Omid - Challenge 275

data-challenges
advanced-exercises
🔰 : Text Matching!
Published

March 24, 2026

Illustration for Omid - Challenge 275

Challenge Description

🔰 : Text Matching!

Solutions

library(tidyverse)
library(readxl)
library(charcuterie)

path = "files/200-299/275/CH-275 Text Matching.xlsx"
input = read_excel(path, range = "B2:B9")
test  = read_excel(path, range = "D2:E8")

r1 = input %>%
  mutate(ID_clean = str_remove_all(ID, "[^[:alnum:]]"),
         chars_id = map(ID_clean, ~ unique(chars(.x))))

r2 = expand.grid(i = seq_len(nrow(r1)), j = seq_len(nrow(r1))) %>%
  filter(i < j) %>%
  mutate(
    inter = map2(r1$chars_id[i], r1$chars_id[j], ~ intersect(sort(.x), sort(.y)))
  ) %>%
  filter(map_int(inter, length) >= 3) %>%
  transmute(`ID 1` = r1$ID[j], `ID 2` = r1$ID[i])

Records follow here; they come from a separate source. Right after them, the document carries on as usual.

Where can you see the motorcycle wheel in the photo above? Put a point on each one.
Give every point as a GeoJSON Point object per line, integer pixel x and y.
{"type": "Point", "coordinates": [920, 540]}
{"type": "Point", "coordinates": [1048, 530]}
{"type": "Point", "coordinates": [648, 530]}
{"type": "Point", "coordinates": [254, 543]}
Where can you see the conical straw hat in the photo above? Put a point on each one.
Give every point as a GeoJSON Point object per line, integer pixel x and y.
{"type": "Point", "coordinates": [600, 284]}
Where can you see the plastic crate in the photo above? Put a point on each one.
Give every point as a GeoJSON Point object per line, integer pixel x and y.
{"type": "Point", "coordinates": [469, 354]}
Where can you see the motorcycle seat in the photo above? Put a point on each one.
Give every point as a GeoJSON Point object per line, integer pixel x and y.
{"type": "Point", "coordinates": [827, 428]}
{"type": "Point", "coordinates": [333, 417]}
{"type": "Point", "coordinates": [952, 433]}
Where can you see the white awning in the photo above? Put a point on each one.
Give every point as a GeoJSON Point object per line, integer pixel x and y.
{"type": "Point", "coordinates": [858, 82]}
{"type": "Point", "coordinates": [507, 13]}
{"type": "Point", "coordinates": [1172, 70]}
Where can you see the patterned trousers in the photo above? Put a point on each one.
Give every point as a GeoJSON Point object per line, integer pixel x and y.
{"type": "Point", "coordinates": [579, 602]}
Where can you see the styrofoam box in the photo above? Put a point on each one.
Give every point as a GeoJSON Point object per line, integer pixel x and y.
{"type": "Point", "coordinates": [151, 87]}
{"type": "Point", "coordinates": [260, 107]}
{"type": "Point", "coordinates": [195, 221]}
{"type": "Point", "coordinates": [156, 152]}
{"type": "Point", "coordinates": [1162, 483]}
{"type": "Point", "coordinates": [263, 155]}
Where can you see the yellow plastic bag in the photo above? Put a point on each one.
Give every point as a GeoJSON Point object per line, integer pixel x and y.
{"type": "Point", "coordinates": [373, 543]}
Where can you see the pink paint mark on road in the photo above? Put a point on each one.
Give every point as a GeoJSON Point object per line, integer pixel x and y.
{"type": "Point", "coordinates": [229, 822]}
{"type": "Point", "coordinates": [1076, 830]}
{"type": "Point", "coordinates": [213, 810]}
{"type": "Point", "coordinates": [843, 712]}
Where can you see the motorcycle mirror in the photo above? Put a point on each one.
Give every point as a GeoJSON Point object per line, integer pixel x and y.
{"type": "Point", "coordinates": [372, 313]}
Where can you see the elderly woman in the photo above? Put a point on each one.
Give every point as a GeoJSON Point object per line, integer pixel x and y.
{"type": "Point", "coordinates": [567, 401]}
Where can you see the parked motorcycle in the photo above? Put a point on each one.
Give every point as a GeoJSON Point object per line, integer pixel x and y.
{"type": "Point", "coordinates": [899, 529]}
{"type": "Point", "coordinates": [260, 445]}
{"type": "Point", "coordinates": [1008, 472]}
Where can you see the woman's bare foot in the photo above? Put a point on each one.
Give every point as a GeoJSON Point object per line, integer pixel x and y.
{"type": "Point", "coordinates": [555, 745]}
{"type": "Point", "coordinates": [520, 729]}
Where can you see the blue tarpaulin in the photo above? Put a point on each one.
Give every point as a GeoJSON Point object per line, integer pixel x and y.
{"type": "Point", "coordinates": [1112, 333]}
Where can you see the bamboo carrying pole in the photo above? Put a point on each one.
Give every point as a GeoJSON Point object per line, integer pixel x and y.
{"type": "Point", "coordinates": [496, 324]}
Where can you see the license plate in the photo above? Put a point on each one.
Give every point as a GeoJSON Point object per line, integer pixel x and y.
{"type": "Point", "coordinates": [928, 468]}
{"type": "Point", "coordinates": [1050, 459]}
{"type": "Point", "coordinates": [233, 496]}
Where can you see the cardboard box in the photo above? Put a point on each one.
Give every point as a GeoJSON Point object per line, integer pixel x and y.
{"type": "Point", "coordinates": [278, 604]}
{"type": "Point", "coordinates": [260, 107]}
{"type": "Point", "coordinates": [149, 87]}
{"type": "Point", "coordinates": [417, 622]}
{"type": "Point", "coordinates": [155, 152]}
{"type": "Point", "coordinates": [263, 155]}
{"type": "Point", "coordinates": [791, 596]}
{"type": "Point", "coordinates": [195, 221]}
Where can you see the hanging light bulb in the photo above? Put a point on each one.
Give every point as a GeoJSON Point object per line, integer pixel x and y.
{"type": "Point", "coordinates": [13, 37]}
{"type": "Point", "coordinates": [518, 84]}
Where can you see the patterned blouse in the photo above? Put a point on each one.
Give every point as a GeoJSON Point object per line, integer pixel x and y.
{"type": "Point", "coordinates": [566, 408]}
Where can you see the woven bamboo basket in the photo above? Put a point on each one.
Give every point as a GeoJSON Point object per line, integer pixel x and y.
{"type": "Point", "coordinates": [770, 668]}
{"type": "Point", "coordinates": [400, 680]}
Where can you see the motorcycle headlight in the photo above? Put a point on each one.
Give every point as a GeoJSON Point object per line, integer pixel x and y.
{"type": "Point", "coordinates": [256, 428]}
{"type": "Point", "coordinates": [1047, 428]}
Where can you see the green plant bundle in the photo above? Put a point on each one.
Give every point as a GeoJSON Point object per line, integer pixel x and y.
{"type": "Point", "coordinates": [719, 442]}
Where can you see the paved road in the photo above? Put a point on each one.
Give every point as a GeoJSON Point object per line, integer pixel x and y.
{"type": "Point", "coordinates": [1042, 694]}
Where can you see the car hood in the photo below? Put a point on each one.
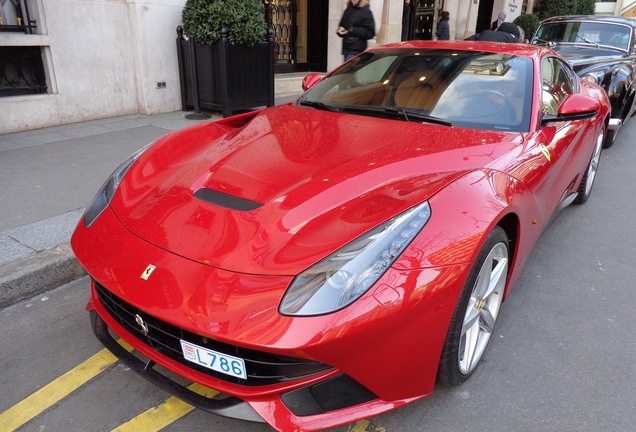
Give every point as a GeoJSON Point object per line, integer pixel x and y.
{"type": "Point", "coordinates": [581, 56]}
{"type": "Point", "coordinates": [277, 194]}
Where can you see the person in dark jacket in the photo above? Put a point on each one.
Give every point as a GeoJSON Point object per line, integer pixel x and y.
{"type": "Point", "coordinates": [406, 19]}
{"type": "Point", "coordinates": [443, 29]}
{"type": "Point", "coordinates": [507, 32]}
{"type": "Point", "coordinates": [356, 28]}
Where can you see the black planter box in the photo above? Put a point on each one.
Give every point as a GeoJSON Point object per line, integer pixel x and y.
{"type": "Point", "coordinates": [230, 77]}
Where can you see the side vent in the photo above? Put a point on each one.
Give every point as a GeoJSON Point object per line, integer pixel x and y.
{"type": "Point", "coordinates": [226, 200]}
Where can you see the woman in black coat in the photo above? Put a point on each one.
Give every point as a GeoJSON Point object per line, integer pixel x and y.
{"type": "Point", "coordinates": [356, 28]}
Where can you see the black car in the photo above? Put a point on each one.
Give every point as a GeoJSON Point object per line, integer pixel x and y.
{"type": "Point", "coordinates": [601, 49]}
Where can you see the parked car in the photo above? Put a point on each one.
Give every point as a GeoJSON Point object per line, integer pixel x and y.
{"type": "Point", "coordinates": [602, 50]}
{"type": "Point", "coordinates": [333, 258]}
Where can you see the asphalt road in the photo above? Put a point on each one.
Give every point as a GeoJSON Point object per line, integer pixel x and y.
{"type": "Point", "coordinates": [563, 356]}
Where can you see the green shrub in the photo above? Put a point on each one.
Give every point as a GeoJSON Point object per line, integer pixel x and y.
{"type": "Point", "coordinates": [244, 21]}
{"type": "Point", "coordinates": [528, 23]}
{"type": "Point", "coordinates": [550, 8]}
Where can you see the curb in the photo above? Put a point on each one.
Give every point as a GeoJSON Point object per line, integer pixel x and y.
{"type": "Point", "coordinates": [37, 273]}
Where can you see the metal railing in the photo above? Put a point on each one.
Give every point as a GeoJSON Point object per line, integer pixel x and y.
{"type": "Point", "coordinates": [15, 17]}
{"type": "Point", "coordinates": [21, 71]}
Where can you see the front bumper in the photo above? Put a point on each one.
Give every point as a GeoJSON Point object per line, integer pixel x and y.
{"type": "Point", "coordinates": [227, 407]}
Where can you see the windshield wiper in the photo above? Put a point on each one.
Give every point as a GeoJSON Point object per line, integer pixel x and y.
{"type": "Point", "coordinates": [318, 105]}
{"type": "Point", "coordinates": [395, 112]}
{"type": "Point", "coordinates": [587, 40]}
{"type": "Point", "coordinates": [411, 114]}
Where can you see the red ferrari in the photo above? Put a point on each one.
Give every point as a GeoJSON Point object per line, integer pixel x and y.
{"type": "Point", "coordinates": [336, 257]}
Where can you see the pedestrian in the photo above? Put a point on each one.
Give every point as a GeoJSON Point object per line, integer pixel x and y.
{"type": "Point", "coordinates": [443, 28]}
{"type": "Point", "coordinates": [501, 18]}
{"type": "Point", "coordinates": [406, 19]}
{"type": "Point", "coordinates": [356, 27]}
{"type": "Point", "coordinates": [507, 32]}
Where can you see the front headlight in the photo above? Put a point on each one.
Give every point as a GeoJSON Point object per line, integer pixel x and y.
{"type": "Point", "coordinates": [106, 192]}
{"type": "Point", "coordinates": [342, 277]}
{"type": "Point", "coordinates": [594, 77]}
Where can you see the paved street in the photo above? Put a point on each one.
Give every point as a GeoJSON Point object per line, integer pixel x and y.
{"type": "Point", "coordinates": [563, 357]}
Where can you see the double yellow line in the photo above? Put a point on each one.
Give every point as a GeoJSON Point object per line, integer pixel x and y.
{"type": "Point", "coordinates": [152, 420]}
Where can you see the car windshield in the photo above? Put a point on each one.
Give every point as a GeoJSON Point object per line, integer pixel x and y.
{"type": "Point", "coordinates": [479, 90]}
{"type": "Point", "coordinates": [582, 32]}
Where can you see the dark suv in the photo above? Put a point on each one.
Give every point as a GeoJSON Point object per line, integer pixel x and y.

# the same pairs in different order
  • Logic:

    • Reads the workbook ranges needed for the challenge

    • Builds the intermediate columns that drive the final result

    • Parses the text patterns directly instead of relying on manual cleanup

  • Strengths:

    • The R solution stays close to the workbook rule and keeps the transformation compact.
  • Areas for Improvement:

    • The code assumes the sheet structure and source ranges remain stable.
  • Gem:

    • The strongest part of the solution is choosing the right intermediate representation before shaping the final output.
import pandas as pd
import re

path = "200-299/275/CH-275 Text Matching.xlsx"
input = pd.read_excel(path, usecols="B", skiprows=1, nrows=7)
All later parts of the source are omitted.